Automated voice imitation can defeat voice-recognition security

“As a result, just a few minutes’ worth of audio in a victim’s voice would lead to the cloning of the victim’s voice itself,” Saxena said. “The consequences of such a clone can be grave. Because voice is a characteristic unique to each person, it forms the basis of the authentication of the person, giving the attacker the keys to that person’s privacy.”

As a case study for this paper, the researchers investigated the aftermaths of stealing voices in two important applications and contexts that rely upon voices as the basis for authentication.

The first application is a voice-biometrics, or speaker-verification, system that uses the potentially unique features of an individual’s voice to authenticate that individual.

“Voice biometrics is the new buzzword among banks and credit card companies,” Saxena said. “Many banks and credit card companies are striving for giving their users a hassle-free experience in using their services in terms of accessing their accounts using voice biometrics.”

The technology has now also been deployed on smartphones as a replacement to traditional PIN locks, and is being used in many government organizations for building access control.
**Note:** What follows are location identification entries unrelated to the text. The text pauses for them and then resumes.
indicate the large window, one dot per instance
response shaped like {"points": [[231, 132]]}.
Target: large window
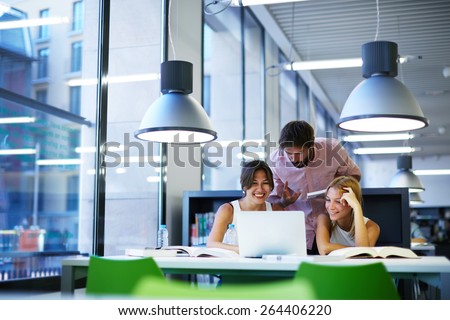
{"points": [[43, 63], [78, 16], [233, 95], [44, 29], [76, 56]]}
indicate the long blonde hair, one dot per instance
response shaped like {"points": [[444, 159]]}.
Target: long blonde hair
{"points": [[340, 183]]}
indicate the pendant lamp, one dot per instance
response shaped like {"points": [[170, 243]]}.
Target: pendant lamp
{"points": [[381, 103], [176, 117], [415, 198], [405, 178]]}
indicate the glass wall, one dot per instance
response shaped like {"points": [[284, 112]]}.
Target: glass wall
{"points": [[132, 166], [233, 95], [49, 115], [223, 72], [42, 165]]}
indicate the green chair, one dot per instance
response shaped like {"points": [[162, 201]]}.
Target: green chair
{"points": [[148, 288], [356, 282], [107, 276]]}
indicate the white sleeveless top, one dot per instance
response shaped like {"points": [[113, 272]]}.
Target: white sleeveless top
{"points": [[343, 237], [237, 208]]}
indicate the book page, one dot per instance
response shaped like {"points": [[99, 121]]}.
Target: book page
{"points": [[357, 252], [395, 252]]}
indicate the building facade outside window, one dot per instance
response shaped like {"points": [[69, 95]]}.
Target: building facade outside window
{"points": [[44, 29]]}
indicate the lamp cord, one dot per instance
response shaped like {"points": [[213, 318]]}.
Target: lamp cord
{"points": [[378, 22], [170, 30]]}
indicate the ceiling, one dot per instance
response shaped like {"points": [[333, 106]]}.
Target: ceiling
{"points": [[330, 29]]}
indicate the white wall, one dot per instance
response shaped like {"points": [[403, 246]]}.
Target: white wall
{"points": [[377, 173]]}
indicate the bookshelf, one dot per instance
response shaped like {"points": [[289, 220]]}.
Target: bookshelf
{"points": [[195, 202]]}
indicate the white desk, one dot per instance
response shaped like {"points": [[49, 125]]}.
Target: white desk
{"points": [[433, 270]]}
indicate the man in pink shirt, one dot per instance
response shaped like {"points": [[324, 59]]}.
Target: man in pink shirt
{"points": [[304, 164]]}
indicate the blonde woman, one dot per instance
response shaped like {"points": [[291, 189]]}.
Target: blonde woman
{"points": [[344, 225]]}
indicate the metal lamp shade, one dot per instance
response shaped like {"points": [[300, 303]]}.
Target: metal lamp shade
{"points": [[414, 198], [176, 118], [381, 104], [405, 178]]}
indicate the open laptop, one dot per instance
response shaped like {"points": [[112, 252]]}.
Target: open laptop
{"points": [[271, 232]]}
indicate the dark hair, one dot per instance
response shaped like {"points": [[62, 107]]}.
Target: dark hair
{"points": [[296, 134], [248, 173], [340, 183]]}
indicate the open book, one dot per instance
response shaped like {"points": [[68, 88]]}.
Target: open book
{"points": [[172, 251], [374, 252]]}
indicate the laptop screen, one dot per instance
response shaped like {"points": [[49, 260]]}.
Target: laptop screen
{"points": [[271, 232]]}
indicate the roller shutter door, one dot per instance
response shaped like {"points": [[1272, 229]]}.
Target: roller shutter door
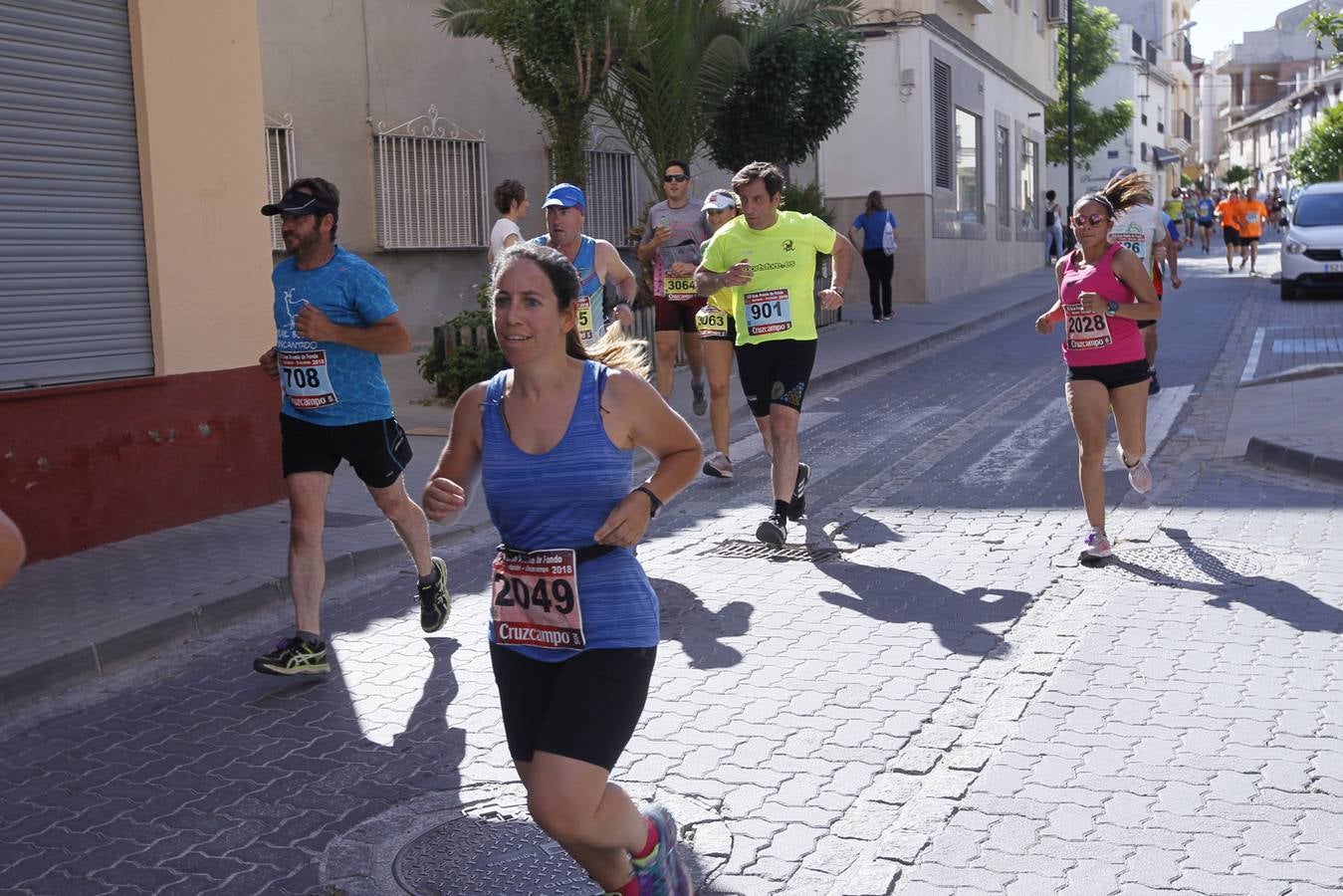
{"points": [[74, 299]]}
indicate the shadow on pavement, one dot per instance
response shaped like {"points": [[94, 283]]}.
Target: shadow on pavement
{"points": [[1272, 596], [699, 629]]}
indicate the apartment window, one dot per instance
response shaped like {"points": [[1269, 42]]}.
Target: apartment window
{"points": [[1003, 149], [280, 169], [942, 125], [969, 191], [1027, 183], [430, 185], [610, 193]]}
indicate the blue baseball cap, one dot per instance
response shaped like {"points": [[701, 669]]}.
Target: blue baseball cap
{"points": [[565, 196]]}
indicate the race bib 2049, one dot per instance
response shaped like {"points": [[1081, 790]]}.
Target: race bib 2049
{"points": [[305, 379]]}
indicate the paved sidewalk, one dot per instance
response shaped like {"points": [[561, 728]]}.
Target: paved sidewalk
{"points": [[74, 618]]}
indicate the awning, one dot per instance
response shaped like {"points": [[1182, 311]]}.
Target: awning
{"points": [[1162, 157]]}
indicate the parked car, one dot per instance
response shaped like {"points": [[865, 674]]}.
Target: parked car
{"points": [[1312, 246]]}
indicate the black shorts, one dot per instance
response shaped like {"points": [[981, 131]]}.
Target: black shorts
{"points": [[377, 450], [1111, 375], [776, 372], [583, 708], [676, 315]]}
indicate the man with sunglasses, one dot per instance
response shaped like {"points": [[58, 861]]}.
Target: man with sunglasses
{"points": [[1142, 230], [334, 318], [672, 243]]}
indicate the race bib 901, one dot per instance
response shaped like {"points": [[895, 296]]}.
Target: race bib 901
{"points": [[769, 312], [305, 379]]}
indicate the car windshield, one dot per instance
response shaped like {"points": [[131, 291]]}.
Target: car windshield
{"points": [[1319, 210]]}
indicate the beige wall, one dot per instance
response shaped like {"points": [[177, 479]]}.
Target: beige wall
{"points": [[202, 157]]}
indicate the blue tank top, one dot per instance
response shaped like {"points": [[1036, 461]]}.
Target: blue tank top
{"points": [[558, 500], [589, 287]]}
Voice biometrics is based on the assumption that each person has a unique voice that depends not only on his or her physiological features of vocal cords but also on his or her entire body shape, and on the way sound is formed and articulated.

Once the attacker defeats voice biometrics using fake voices, he could gain unfettered access to the system, which may be a device or a service, employing the authentication functionality.

Secondly, the research team looked at the implications stealing voices had on human communications as its other application for the paper’s case study. The voice-morphing tool imitated two famous celebrities, Oprah Winfrey and Morgan Freeman, in a controlled study environment.

If an attacker can imitate a victim’s voice, the security of remote conversations could be compromised. The attacker could make the morphing system speak literally anything that the attacker wants to, in the victim’s tone and style of speaking, and can launch an attack that can harm a victim’s reputation, his or her security, and the safety of people around the victim.

“For instance, the attacker could post the morphed voice samples on the Internet, leave fake voice messages to the victim’s contacts, potentially create fake audio evidence in the court and even impersonate the victim in real-time phone conversations with someone the victim knows,” Saxena said. “The possibilities are endless.”

The results show that the state-of-the-art automated verification algorithms were largely ineffective to the attacks developed by the research team. The average rate for rejecting fake voices was less than 10 to 20 percent for most victims. Even human verification was vulnerable to the attacks. According to two online studies with about 100 users, researchers found that study participants rejected the morphed voice samples of celebrities as well as somewhat familiar users about half the time.

“Our research showed that voice conversion poses a serious threat, and our attacks can be successful for a majority of cases,” Saxena said. “Worryingly, the attacks against human-based speaker verification may become more effective in the future because voice conversion/synthesis quality will continue to improve, while it can be safely said that human ability will likely not.”

UAB notes that while the results of this study show how vulnerable a person can be to voice attacks, there are ways to prevent one’s voice from being stolen. Saxena suggests people increase their awareness of the possibility of these attacks, and also that they be wary of posting audio clips of their voices online.

“Ultimately, the best defense of all would be the development of speaker verification systems that can completely resist voice imitation attacks by testing the live presence of a speaker,” Saxena said. “Our future research will examine this and other defense strategies.”